We started laughing the way you do when you’re trying not to go crazy. She was still looking at us. No smile, no frown, no expression of any kind. A woman who wasn’t a woman, who had no pulse but was breathing, who was wearing clothes that weren’t clothes but looked more like clothes all the time. I had an idea that if Butch tried her pocket now, his hand would go in. He might even find some change or a half-used roll of Life Savers.

“Why did she end up on the bridge? What do you suppose happened to her?”

“I don’t know. I think—”

I never heard what he thought. That was when light flooded in the east-facing window of our cabin’s main room. Thoughts came to me, knocking each other over like dominoes. The first was that time had slipped somehow and the sun was coming up. The second was that sunrise was never that bright in our cabin, because there were too many trees on that side. My third was that some government organization had come for the woman and those were searchlights. The fourth was that someone had come for her, all right… but it wasn’t the government.

The light grew brighter still. Butch squinted and raised a hand to shield his eyes. I did the same. I wondered if we were taking a hard dose of radioactivity. Just before the room grew so bright that my vision whited out, I looked at the woman on the couch. Remember me saying that, like old Rennie Lacasse, these pitchers never excaped my memory? There’s one exception to that. I can’t remember what I saw when I looked at her in that awful brilliance. Or maybe I blocked it out. Either way, I don’t think I was looking at her at all. I think I was looking into her. As to what I saw, I can remember thinking just one word: ganglia.

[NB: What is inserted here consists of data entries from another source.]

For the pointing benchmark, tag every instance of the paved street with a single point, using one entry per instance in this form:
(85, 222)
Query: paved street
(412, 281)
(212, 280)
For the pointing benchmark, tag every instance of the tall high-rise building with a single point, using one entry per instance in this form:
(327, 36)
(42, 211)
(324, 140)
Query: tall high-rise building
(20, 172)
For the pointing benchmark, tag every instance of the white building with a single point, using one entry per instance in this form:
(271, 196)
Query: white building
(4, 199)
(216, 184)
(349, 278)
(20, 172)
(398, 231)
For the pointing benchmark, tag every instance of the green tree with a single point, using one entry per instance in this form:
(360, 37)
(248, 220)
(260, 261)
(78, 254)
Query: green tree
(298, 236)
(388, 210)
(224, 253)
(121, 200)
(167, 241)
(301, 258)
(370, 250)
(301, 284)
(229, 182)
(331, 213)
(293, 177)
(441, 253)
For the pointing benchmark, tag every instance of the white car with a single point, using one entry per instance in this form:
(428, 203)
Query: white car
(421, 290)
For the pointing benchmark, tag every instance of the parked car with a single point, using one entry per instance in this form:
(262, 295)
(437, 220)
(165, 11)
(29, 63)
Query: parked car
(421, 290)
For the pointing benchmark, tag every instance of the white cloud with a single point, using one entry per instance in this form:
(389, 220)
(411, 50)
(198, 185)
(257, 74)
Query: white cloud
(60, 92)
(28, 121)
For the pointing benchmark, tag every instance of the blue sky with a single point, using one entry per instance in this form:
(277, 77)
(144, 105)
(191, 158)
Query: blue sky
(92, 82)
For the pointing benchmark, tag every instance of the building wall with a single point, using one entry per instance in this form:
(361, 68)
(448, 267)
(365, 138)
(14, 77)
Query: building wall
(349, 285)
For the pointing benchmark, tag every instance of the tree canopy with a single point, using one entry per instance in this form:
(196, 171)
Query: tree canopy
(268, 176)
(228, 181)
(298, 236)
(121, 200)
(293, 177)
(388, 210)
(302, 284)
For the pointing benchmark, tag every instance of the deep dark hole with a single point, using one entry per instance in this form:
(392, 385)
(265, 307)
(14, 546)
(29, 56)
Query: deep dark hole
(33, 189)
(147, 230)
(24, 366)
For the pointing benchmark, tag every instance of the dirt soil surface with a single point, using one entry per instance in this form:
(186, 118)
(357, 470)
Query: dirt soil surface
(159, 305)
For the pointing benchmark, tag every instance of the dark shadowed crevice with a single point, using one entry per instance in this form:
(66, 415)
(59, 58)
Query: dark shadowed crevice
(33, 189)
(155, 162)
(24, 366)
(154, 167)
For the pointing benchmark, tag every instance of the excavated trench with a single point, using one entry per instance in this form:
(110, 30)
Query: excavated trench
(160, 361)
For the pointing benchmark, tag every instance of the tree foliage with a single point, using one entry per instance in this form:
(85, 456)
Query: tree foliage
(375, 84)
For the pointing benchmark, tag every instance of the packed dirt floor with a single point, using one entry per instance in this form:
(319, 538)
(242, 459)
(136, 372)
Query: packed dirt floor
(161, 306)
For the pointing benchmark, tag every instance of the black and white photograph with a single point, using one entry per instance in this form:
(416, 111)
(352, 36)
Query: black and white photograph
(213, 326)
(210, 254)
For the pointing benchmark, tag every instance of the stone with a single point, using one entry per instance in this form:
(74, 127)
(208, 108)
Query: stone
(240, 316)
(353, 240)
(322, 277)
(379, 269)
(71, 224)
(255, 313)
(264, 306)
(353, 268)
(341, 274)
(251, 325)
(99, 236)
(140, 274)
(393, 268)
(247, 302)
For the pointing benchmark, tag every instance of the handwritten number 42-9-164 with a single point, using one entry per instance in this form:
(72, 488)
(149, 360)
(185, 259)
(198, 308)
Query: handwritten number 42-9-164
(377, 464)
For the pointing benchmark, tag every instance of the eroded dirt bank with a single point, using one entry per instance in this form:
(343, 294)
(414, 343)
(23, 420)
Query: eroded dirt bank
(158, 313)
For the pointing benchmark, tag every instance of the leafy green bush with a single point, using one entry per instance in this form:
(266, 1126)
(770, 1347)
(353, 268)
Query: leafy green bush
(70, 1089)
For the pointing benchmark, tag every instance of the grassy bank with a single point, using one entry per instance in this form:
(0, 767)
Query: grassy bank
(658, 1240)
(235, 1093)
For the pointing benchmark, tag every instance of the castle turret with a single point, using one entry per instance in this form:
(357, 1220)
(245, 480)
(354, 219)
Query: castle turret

I covered my eyes. No good. The light shone straight through my hands and through my closed lids. There was no heat, but it was going to burn my brains to a cinder just the same. I heard Butch scream. That was when I lost consciousness, and I was glad to go.

* * *

When I came to, the awful brilliance was gone. So was the woman. Sitting on the couch where she’d been was a young man—maybe thirty, probably younger—with neatly combed blond hair, the part as straight as a ruler. He was wearing khaki pants and a quilted vest. A small shoulder bag hung at his side from a strap across his chest. My first thought was he was an out-of-state hunter, a flatlander with ammo in his bag and a scoped rifle nearby.

Probably not was my second one.

We had half a dozen battery-powered lamps and he’d turned them all on. They gave plenty of light, but nothing like that unearthly (literally) glare that had invaded our cabin earlier. How much earlier was a question I couldn’t answer. I wasn’t even sure it was the same night. I looked at my watch but it had stopped.

Butch sat up, looked around, saw me, saw the newcomer. He asked a question that was both mad and—under the circumstances—completely logical. “Are you her?”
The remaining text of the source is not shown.